Coverage continued over the weekend of the College Board’s announcement of a major overhaul of the SAT. USA Today (3/10, Toppo) reports that the “surprise” move comes amid “several recent challenges for the College Board itself, including skepticism from colleges about the test’s usefulness and competition from the rival ACT test.” The article notes that the change also comes during a push for improved college readiness among high school graduates, describing the changes as intended to help low-income students have a better chance at success.
Local Educators Respond To SAT Changes. The Washington Post (3/10, Anderson) reports on reactions to the revisions among local educators in Fairfax County, Virginia. The piece notes that career center specialist Amy Hackett Ferguson advises her students to take both the SAT and the ACT to improve their chances of doing well on one of the other. The piece notes that Ferguson “said she hopes the new SAT --with fewer tricks and obscure vocabulary words --lives up to the College Board’s goal of helping more kids go to college.”
WPost Criticizes Proposed SAT Changes. The Washington Post (3/9) editorializes that upcoming changes to the SAT, which are intended to “move the exam closer to what students actually learn in high school, rather than testing a set of skills that they and colleges might find less relevant,” is “a fine idea,” but criticizes moves to make the test easier in order to compete with the ACT. The Post argues that “a better approach would include a rigorous exam, or set of exams, linked tightly to the content and skills students claim to have learned, a system more akin to the Advanced Placement program than to the old SAT.”

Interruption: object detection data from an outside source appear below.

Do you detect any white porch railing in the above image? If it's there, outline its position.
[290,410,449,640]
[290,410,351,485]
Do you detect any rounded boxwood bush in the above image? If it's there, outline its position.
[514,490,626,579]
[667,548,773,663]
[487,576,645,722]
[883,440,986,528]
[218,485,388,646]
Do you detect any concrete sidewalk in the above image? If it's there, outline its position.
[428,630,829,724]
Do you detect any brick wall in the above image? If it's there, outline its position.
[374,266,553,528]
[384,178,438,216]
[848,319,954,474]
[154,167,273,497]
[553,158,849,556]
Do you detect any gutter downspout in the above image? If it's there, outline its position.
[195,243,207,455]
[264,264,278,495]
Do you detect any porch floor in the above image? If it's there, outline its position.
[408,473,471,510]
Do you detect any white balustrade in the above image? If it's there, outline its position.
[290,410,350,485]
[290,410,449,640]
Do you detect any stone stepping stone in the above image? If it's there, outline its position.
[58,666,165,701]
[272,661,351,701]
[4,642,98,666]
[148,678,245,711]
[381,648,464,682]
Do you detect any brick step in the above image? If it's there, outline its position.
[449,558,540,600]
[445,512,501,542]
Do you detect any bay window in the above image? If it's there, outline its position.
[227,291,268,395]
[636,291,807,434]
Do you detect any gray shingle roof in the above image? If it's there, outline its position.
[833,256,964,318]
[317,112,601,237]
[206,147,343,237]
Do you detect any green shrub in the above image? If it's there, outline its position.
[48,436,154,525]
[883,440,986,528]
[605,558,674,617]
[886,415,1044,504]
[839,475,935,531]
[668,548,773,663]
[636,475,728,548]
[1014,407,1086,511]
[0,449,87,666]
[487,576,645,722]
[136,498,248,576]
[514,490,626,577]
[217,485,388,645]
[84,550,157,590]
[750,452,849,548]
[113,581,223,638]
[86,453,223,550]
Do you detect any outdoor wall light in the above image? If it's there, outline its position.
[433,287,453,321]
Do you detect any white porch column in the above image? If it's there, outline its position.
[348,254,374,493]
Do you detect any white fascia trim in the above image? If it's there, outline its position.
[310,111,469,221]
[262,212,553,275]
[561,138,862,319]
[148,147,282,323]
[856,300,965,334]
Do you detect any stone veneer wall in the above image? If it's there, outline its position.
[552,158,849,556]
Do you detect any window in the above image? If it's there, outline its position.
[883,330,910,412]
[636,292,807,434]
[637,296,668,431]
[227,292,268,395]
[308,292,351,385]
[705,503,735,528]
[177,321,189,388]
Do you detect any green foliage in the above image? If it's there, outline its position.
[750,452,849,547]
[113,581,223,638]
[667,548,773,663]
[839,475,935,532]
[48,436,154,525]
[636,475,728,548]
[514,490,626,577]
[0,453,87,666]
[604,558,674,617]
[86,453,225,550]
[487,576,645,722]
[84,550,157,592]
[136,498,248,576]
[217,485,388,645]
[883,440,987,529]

Parker: SAT Seems To Sink To An Undereducated Level. Columnist Kathleen Parker laments the changes to the SAT college entrance exam in the Washington Post (3/8). She says that “one does fear that such tweaking is really a stab at greater market share” and is more a reflection of “the gradual degradation of pre-college education” and an over-sensitivity to unequal access to education. She writes, “We can’t make the world perfectly equal outcome-wise, but we can keep trying to improve opportunity through better schools and teachers. This is where the real challenges lie, but this, too, is perhaps too hard. Making tests easier so that more will pass becomes a far more accessible solution.”
More Commentary. A Bloomberg News (3/10) editorial says that the changes “could reduce the influence of the multibillion-dollar test-preparation industry, which warps educational priorities and helps exacerbate educational inequality.” This article notes that the College Board “cannot erase the test-prep industry in one fell swoop,” but adds that the changes “are seemingly part of a larger, praiseworthy shift in focus by the College Board from expanding revenue to expanding accessibility.”
Newsday (3/10) editorializes that though the changes may be desirable, “they are unlikely to reduce the suffocating pressure felt by teen test-takers” or satisfy critics of “the SAT’s role in the college admissions process.” The piece notes that area admissions officers “say a student’s high school grades and the toughness of his or her curriculum are better predictors of college success than standardized test scores.”